On Sat, 08 Sep 2007 15:16:12 -0700, John Larkin
On Sat, 08 Sep 2007 08:21:15 -0500, John Fields
On Fri, 07 Sep 2007 13:44:15 -0700, John Larkin
On Fri, 07 Sep 2007 15:06:31 -0400, Spehro Pefhany
On Fri, 07 Sep 2007 10:21:50 -0500, Vladimir Vassilevsky
John Larkin wrote:
Hmmm, seems like all 0's must be the lockup for an all XOR feedback.
OK, but you missed my point, which was that it's possible to
eliminate the lockup state by forcing it to be part of the sequence.
I don't follow that. One state, all 0's usually, is the lockup. How do
you force that to be part of the sequence?
You can add a lockup state detector, a big OR gate or something, and
jam in a "1" if the whole register ever gets to the all-0's state, but
then the all-0's state is not part of the sequence, because it never
happens again.
It can happen at the startup though. You have to ensure the nonzero
initial state.
VLV
If you care about fault tolerance you will ensure recovery from a zero
state which occurs at any time.
Best regards,
Spehro Pefhany
That gets into the philosophical issue: should we attempt to detect
and correct for transient hardware errors in digital systems? That can
apply to config bits in FPGAs (do we check them on a regular basis?),
registers in uPs (including PC, SP, etc), values in counters,
whatever.
We generally assume that if it's broke, it's broke.
---
The point here, though, is that the machine will get itself unbroke
if it ever accidentally gets into what would normally have been the
lock-up state.
And my point is that it shouldn't "accidentally" get into a broken
state, any more than the program counter of a CPU should accidentally
find itself in never-never land.
---
It shouldn't, but it can [get into a "broken" state] if that broken
state is allowed to exist. For instance, a glitch on a power supply
rail can cause any number of problems, including putting a shift
register in a prohibited state and causing a circuit to hang.
Power supply rails shouldn't glitch, and a decent system will either
work correctly through a brownout, or reset/restart properly if it
can't.
My circuit (Not "mine" in the sense that I invented it; I didn't.)
side-steps the problem by forcing the potentially problematical
normally prohibited state to be part of the sequence.
---
If a digital system is unreliable, the cause should be found and
fixed.
---
I agree, and my circuit is just one way to make the circuit more
reliable by totally eliminating the lock-up state.
---
The problem with kluges like this is the same problem with
watchdog timers: they hide the real problem, so keep it from getting
fixed.
---
It's hardly a kluge, and I have trouble understanding why someone as
ostensibly intelligent as you profess to be can't see that the
circuit eliminates a potential problem.
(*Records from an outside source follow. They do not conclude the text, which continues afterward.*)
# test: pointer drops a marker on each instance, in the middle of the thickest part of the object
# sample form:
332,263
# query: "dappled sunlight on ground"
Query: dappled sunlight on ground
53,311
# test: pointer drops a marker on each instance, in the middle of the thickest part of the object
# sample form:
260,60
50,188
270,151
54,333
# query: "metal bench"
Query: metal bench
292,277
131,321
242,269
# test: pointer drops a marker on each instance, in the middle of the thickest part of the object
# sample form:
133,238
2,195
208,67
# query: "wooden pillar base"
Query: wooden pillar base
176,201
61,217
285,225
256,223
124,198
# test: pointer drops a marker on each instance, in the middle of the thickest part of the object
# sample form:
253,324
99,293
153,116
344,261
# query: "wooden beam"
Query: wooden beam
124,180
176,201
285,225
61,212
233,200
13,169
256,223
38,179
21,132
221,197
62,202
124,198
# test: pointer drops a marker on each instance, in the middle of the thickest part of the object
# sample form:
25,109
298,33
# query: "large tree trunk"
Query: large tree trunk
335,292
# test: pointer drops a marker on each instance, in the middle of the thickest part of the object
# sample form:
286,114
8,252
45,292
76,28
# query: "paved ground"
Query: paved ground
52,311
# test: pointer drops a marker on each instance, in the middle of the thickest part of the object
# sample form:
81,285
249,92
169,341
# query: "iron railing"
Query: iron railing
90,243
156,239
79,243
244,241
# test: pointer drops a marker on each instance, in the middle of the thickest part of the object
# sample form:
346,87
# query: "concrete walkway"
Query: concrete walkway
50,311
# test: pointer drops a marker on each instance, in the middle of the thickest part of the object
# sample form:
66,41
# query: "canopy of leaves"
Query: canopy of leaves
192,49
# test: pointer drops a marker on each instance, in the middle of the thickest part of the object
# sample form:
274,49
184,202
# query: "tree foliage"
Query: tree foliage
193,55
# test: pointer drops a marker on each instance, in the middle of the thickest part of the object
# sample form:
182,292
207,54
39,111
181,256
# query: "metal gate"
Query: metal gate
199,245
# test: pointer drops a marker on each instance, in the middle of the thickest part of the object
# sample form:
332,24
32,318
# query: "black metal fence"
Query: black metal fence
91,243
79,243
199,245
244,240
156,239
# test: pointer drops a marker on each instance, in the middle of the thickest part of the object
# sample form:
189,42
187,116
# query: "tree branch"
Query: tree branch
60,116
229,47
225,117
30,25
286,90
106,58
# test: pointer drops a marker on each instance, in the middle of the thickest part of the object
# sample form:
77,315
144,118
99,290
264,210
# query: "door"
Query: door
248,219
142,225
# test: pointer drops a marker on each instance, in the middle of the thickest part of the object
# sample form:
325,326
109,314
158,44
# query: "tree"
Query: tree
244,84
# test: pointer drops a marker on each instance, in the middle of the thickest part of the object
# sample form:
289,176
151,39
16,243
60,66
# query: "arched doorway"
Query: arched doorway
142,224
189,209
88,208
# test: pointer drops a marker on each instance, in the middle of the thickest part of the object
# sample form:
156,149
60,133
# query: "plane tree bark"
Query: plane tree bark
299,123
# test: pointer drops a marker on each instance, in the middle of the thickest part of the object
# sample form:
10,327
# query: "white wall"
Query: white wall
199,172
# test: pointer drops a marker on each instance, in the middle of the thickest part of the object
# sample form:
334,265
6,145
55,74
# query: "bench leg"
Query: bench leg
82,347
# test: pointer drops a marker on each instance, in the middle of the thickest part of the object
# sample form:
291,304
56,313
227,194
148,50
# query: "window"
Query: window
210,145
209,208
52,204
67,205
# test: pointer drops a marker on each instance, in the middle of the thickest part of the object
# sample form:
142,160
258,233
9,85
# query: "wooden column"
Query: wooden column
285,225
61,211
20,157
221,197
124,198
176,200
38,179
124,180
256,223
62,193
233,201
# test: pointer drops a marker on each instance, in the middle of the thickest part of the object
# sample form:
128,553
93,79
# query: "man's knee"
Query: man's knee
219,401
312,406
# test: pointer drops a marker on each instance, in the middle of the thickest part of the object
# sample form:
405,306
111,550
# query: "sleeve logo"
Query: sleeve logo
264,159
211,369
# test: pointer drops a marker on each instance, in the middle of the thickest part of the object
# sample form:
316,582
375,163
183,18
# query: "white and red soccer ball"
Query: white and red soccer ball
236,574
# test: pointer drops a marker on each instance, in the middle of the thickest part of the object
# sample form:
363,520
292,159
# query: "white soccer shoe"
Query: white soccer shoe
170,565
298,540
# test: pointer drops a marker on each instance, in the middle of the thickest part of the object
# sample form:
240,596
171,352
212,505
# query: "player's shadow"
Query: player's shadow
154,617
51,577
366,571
Either that or you're
miffed about something.
We (me and my guys) have had this discussion, about whether we should
try to anticipate/sense/fix states that "can't happen", in the sense
that there's no logical path to the bad state. Our concensus is that
such sensing/fixing is fruitless, since any non-trivial system has
astronomically more hazardous states (like the enormous state space of
a uP program and its variables, or the megabits of configuration ram
in an FPGA) than can even be analyzed, much less repaired. If a
counter botches its state sequence, find out why and fix it. If a uP
program crashes, ditto. And don't design asynchronous state machines
that have small, lurking probabilities of screwing up. Things like
watchdog timers hide the design errors, so you neither fix things nor
learn.
---
I always turn off the watchdog timer on test units, and protos
delivered to customers. I only enable it after we're sure we don't
need it.
Because it may fix a system hangup caused by who-knows-what, things
that analysis and a few months of running didn't reveal, huge ESD
shots or something.
It is, after all, just one more thing that can go wrong.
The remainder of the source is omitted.